During the interim maintenance phase of ALL treatment, the patient experienced persistent bone pain despite the administration of high-dose methotrexate. To address this challenge, a treatment regimen combining cladribine and ALL-directed therapy was initiated but demonstrated no significant symptom relief. While the MAPK pathway was not genetically analyzed, trametinib (0.025 mg/kg) was introduced on an empirical basis given its documented efficacy in non-Langerhans cell histiocytosis (non-LCH). Notably, this intervention resulted in marked clinical improvements, including a significant reduction in pain, diminished swelling of the extremities, and resolution of the skull lesions, as confirmed by follow-up MRI. The patient proceeded with the delayed intensification phase of the AALL1131 protocol, which included weekly administration of vincristine and doxorubicin. Subsequently, he required hospital admission due to an extended episode of febrile neutropenia. To further evaluate his condition, a bone marrow aspiration was conducted which indicated relapse with more than 5% lymphoblasts on multicolor flow cytometry. Nevertheless, the patient's clinical trajectory was marked by a disseminated fungal infection which resulted in death.

Discussion

Histiocytic disorders of childhood have confused pediatric oncologists and pathologists over the years. RDD was classified as a benign non-LCH disorder for many years. According to the 5th edition of the World Health Organization classification of myeloid and histiocytic/dendritic neoplasms, RDD has been categorized as a histiocytic/dendritic neoplasm subsequent to a myeloid neoplasm to recognize its origin from common myeloid progenitors (12).

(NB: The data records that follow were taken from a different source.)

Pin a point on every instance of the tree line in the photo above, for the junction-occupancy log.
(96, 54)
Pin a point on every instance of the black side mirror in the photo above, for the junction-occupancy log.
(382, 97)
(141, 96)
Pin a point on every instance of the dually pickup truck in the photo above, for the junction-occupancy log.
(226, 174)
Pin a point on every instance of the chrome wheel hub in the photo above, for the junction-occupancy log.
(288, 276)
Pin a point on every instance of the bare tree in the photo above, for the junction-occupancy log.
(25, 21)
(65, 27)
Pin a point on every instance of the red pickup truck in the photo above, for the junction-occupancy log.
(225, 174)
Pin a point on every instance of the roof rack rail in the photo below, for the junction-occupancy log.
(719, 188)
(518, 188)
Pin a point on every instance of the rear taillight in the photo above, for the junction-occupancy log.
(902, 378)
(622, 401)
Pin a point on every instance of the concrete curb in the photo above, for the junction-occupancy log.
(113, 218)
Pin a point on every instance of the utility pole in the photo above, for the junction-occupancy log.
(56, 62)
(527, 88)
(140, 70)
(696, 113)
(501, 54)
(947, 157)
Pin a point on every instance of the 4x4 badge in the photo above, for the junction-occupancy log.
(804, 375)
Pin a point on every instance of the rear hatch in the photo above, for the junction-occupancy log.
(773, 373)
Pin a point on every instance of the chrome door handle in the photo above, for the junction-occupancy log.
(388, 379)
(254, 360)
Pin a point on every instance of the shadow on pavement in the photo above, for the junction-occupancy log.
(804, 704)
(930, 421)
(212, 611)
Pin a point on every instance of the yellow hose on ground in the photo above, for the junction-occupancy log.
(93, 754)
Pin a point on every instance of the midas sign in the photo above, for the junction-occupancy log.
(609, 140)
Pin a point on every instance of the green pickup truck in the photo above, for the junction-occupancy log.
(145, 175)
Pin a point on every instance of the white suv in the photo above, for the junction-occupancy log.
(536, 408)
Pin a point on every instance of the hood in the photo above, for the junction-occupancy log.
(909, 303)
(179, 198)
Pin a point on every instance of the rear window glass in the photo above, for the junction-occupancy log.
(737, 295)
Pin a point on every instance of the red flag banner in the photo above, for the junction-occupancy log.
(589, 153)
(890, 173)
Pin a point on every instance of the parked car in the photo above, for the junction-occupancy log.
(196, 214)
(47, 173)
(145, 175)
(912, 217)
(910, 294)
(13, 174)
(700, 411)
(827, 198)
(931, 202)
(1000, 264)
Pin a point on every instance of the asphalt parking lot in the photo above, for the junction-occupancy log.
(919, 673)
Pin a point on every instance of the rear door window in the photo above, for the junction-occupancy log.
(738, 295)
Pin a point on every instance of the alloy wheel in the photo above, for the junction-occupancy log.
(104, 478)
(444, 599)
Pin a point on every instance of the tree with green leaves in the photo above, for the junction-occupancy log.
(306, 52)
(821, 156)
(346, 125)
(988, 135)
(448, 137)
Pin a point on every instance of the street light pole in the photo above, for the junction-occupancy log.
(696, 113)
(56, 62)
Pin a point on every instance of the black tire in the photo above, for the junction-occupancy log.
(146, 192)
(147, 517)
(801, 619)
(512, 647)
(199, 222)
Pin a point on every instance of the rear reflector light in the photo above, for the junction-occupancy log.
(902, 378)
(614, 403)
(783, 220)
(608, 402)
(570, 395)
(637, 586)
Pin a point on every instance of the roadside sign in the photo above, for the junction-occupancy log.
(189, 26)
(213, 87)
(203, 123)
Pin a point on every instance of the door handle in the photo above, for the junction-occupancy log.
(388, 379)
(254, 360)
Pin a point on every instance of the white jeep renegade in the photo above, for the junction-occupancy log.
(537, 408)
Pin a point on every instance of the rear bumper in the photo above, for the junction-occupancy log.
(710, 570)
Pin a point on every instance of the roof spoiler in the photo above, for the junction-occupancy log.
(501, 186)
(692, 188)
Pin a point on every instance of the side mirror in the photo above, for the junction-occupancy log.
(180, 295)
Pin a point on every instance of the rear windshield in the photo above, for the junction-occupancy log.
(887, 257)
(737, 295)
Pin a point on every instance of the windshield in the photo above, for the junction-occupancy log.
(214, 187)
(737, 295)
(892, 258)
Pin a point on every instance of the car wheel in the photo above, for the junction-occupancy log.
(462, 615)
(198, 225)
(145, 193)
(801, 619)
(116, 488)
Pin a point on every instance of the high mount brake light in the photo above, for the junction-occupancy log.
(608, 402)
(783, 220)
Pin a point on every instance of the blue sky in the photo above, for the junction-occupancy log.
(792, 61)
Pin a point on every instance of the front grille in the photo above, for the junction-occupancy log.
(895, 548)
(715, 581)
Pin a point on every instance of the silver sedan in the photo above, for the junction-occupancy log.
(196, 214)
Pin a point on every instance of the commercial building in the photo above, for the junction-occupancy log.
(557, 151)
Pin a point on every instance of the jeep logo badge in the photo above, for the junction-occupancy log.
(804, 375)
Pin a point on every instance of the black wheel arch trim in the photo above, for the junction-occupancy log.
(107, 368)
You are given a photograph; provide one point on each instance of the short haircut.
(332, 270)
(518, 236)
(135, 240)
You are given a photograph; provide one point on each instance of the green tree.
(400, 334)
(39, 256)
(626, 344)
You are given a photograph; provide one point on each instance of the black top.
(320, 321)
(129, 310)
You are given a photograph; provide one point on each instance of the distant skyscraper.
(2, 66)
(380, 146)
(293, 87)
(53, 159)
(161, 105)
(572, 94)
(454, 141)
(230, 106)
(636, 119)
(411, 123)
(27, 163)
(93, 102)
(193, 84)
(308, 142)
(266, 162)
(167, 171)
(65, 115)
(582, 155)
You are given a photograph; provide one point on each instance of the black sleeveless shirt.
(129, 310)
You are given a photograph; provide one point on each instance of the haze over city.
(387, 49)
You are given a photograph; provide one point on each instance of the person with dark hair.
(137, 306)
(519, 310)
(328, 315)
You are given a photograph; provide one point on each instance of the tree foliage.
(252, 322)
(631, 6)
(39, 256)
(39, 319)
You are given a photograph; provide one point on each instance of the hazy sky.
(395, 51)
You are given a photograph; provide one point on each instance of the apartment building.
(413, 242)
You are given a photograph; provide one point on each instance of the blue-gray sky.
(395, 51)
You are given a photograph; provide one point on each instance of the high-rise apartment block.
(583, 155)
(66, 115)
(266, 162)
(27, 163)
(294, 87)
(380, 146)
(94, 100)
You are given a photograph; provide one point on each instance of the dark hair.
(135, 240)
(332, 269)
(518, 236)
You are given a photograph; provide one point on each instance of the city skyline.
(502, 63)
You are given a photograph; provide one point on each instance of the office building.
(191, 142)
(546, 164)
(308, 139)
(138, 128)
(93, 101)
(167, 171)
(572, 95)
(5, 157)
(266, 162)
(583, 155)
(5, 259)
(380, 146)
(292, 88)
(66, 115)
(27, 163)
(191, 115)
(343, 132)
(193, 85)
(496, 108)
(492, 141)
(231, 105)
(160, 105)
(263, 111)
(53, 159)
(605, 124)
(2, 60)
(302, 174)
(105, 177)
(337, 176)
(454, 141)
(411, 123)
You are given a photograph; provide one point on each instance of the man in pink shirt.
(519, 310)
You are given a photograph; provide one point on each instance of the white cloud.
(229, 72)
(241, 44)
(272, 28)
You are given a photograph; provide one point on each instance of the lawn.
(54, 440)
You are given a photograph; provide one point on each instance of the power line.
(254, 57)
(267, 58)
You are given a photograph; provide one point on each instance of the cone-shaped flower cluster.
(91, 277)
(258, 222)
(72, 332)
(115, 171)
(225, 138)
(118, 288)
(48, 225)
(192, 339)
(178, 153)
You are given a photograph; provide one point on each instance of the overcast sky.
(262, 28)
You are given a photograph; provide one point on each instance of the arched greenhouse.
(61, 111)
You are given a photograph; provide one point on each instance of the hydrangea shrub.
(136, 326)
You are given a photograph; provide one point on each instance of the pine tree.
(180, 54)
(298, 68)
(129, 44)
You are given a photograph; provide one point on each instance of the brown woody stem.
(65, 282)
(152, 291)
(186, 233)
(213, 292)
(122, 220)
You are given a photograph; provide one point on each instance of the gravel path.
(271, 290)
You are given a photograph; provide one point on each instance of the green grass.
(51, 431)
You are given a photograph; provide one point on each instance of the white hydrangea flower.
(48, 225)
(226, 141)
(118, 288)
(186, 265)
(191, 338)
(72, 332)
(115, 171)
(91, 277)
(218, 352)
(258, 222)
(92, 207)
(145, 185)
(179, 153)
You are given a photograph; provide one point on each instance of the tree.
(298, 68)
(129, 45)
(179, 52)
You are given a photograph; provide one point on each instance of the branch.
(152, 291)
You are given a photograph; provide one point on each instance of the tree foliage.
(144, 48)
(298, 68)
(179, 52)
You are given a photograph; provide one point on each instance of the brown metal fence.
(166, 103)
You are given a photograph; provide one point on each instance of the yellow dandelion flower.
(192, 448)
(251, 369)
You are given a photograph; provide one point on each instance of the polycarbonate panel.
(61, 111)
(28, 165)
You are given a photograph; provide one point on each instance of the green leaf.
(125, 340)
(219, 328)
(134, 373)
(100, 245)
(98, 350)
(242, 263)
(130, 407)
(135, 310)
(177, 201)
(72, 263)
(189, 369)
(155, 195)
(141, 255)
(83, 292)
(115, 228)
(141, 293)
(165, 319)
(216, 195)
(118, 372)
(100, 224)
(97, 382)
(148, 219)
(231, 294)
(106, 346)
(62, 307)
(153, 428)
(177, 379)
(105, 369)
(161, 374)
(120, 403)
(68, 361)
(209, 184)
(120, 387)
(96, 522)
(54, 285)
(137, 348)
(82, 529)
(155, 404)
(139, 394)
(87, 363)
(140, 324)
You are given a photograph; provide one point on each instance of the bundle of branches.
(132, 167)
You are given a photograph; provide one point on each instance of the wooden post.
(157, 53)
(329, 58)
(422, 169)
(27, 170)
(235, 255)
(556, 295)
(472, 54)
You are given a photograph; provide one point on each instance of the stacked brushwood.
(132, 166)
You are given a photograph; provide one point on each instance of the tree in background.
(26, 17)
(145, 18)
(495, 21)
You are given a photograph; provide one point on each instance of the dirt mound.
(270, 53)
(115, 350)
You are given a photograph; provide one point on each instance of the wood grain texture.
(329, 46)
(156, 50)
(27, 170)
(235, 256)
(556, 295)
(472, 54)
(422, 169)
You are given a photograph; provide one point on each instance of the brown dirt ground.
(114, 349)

RDD classically presents with lymphadenopathy in children and young adults. The most common presentation of sporadic RDD is massive bilateral cervical lymphadenopathy followed by mediastinal, inguinal, and retroperitoneal localizations (13). Extranodal RDD has been identified in 40% of cases with the most frequent sites being the skin, bone, soft tissue, retro-orbit, upper respiratory tract, liver, pancreas, and lungs (3). Head and neck involvement has been reported in approximately 20% of cases which could be associated with extracranial nodal involvement (14). Bone involvement in RDD is rarely reported with approximately 10% of the cases associated with nodal involvement, nonetheless, primary bone involvement in the absence of lymphadenopathy occurs very rarely in 1% to 8% of the patients (3, 15).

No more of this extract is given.